Delivering the organisation’s message at a church service held at the Mandeville Parish Church recently, to mark World Food Day, Assistant Representative for Jamaica and the Bahamas, Dr. Gillian Smith, said the world food crisis has been brought to the forefront of the global development agenda.
“There is indeed a need to address the growing food demand due to increasing populations, economic progress in emerging countries and competition in the bioenergy sector when supply is affected by climate change and declining stocks. This year’s World Food Day theme, which is: ‘World Food Security: the Challenges of Climate Change and Bioenergy’, provides an opportunity to implement creative strategies to manage this problem,” she stated.
Dr. Smith said countries must deal with climate change effectively to prevent further agricultural decline. Failing to do so, she said, will also help to increase the migration of persons to other countries.

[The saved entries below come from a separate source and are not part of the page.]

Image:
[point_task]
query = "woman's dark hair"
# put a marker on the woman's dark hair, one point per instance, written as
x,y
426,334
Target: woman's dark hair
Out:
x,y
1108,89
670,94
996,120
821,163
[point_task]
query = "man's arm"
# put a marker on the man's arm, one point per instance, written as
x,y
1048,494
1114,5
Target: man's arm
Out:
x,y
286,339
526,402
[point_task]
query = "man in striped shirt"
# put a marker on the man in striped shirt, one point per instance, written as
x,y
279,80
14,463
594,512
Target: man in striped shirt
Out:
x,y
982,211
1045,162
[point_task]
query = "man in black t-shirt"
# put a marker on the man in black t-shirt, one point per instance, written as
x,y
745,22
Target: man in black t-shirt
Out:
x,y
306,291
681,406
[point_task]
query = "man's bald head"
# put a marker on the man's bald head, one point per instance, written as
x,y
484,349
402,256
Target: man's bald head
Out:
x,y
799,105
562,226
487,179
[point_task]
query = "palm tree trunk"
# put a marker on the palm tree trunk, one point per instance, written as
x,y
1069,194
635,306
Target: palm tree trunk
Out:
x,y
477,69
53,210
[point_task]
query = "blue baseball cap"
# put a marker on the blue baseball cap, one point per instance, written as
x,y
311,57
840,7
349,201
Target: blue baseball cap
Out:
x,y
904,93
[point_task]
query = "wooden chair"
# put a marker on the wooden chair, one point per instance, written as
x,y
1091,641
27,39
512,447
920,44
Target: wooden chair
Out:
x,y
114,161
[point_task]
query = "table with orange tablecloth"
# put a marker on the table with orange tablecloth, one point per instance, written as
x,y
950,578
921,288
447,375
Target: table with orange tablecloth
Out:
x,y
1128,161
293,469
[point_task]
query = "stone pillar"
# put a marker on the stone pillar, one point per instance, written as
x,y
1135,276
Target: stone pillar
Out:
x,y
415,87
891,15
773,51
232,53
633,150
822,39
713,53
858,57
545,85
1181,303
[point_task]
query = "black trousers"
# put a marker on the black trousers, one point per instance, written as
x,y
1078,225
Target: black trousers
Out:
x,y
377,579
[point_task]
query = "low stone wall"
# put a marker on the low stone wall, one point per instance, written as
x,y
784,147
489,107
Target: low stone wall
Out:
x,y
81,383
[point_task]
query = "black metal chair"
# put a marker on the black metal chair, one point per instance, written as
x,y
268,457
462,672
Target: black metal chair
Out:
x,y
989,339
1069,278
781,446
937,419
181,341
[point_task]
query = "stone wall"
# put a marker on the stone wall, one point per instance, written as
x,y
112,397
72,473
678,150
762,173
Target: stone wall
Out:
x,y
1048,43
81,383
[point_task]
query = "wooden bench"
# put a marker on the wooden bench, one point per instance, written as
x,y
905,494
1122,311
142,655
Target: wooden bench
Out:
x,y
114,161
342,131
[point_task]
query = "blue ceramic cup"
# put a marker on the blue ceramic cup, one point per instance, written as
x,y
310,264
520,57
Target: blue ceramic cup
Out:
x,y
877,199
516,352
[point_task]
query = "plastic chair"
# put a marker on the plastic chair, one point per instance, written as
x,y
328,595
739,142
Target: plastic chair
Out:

“We also need to create food enabling frameworks for substantial increase of direct foreign investments for agriculture in low-income, food deficit countries. Equitable partnerships between countries, which have land water and labour supply and countries, which have financial resources, management facilities and markets, would constitute a solid base for sustainable agriculture. Agriculture has to be able to double global food production by 2050, when the current population, which is now at six billion, will reach nine billion,” she added.
The FAO official said all stakeholders must be mobilised to implement an agreement reached in Rome earlier this year with 181 countries to boost agriculture across the globe.
“On this World Food Day 2008, I invite you to promote the Declaration of the High-Level Conference on World Food Security, mobilising all stakeholders: national Government, international institutions, agricultural professional organisations, civil society and the private sector for its implementation. More than ever, the future of this planet depends on our capacity to sustain the development of agriculture in the poorest countries,” she said.